Angela Duckworth, aynı yaşta aynı özelliklerde piyano öğrenmeye başlayan iki çocuğun hikayesini anlatıyor. Bunlardan biri sadece piyanoda ısrar ederken, diğeri aynı zamanda saksafon ve çelloya da başlamış. İkinci çocuk elbette daha çok eğlenmiş çünkü yeni şeyler keyif verir ama piyano çalmayı birinci çocuk öğrenmiş. Duckworth, Harvard’ta beraber okuduğu okul arkadaşlarının okul sonrası hayat maceralarını da takip ederek, bilimsel araştırmasına malzeme yapmış. En başarılı olanların bir amaç seçerek, onda sabit kalanlar olduğunu yıllar içinde görmüş. Diğerleri ise yıllar yıllar boyunca ne yapmak istediklerinin ne olmak istediklerinin arayışına devam ettikleri için bir arpa boyu yol alamamışlar. “Elbette onlar da diğerleri kadar zeki ve yetenekli öğrencilerdi. Ama durmadan planlarını değiştirdikleri ve hiçbirinde sebat göstermedikleri için hiçbir şeyde başarılı olmalarına yetecek süre kadar kalamıyorlardı.

Olmak mı yapmak mı?

ünlü bir yazar söyleşisi hayal edin. Soru kısmında o kaçınılmaz soru geliyor bir kız öğrenciden; “Yazar olmak istiyorum, ne önerirsiniz?”. Bu klişe soruya çoğu zaman aynı klişelikteki bir yanıt gelir: “Okumak, okumak, çok okumak…”
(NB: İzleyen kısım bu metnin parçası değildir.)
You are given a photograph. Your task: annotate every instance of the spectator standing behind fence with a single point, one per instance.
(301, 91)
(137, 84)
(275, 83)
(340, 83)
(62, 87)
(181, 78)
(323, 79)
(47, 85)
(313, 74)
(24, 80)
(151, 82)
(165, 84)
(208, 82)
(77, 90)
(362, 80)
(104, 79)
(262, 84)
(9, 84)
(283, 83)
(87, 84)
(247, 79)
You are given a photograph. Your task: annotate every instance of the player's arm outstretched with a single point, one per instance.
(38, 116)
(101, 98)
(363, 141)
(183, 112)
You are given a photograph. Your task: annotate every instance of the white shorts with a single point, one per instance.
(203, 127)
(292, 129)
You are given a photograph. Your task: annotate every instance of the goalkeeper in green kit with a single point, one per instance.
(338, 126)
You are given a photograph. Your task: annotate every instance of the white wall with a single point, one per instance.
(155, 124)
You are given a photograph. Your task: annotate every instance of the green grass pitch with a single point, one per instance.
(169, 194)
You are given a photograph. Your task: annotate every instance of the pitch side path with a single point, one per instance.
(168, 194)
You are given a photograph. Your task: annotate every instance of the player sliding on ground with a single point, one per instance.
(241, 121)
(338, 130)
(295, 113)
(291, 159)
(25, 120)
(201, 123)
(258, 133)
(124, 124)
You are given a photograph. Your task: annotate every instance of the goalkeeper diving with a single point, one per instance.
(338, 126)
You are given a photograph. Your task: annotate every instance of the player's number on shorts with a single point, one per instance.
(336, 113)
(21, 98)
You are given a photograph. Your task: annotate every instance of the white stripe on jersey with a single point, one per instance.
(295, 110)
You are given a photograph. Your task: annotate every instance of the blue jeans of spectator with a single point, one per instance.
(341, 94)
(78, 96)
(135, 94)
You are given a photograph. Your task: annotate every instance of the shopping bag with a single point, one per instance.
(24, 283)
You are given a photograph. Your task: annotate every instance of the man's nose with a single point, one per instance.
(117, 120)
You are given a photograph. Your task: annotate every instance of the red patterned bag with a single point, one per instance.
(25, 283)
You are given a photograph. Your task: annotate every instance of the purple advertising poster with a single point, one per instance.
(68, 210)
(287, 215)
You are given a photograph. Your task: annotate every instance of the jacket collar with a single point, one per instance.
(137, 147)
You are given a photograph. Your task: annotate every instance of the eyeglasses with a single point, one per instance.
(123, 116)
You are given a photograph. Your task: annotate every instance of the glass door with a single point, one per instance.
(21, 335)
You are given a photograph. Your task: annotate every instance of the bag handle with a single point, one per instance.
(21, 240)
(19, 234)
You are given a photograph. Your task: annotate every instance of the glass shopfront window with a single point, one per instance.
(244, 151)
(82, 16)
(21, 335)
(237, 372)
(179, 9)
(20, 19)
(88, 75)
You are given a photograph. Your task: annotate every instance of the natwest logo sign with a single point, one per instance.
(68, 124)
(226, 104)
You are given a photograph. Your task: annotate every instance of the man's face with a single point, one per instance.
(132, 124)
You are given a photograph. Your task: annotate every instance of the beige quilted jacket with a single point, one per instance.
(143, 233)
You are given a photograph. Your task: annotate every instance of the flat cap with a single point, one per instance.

“Yazar olmak istiyorum, ne önerirsiniz?” diye soranlara İhsan Oktay Anar gibi cins bir yazarın vereceği yanıt ise kısaca şu olur: “Yaz!”. Yazmak ekonomik, sosyal, sınıfsal, politik güç, ortam gerektiren bir iş değil. Eskiden bir kalem kağıda bakıyordu günümüzde ise basitçe bir bilgisayara…
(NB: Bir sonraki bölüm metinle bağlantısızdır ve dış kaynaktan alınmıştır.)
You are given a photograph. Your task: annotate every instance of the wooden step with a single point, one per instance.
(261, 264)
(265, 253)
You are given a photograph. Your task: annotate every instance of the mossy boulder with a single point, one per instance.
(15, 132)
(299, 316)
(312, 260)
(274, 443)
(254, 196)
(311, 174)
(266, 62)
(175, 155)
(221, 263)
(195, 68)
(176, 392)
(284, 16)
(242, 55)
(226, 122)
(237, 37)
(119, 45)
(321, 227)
İşte sorun da burada… Soruyu soran genç “yazmak” istemiyor, “yazar olmak” istiyor. Çünkü, o da çoğumuz gibi, “birşey olmayı”, ‘’bir şey yapmaya” tercih eden yanlış bir kültürün çocuğu. Çocukluğumuzdan itibaren, büyünce ne yapacağımız değil, ne olacağımız gerektiği öğretilir. Buna şartlandırılırız. Anne babalar çocuklarının ne yaptığı ile değil, ne olduğu ile (statü) övünür.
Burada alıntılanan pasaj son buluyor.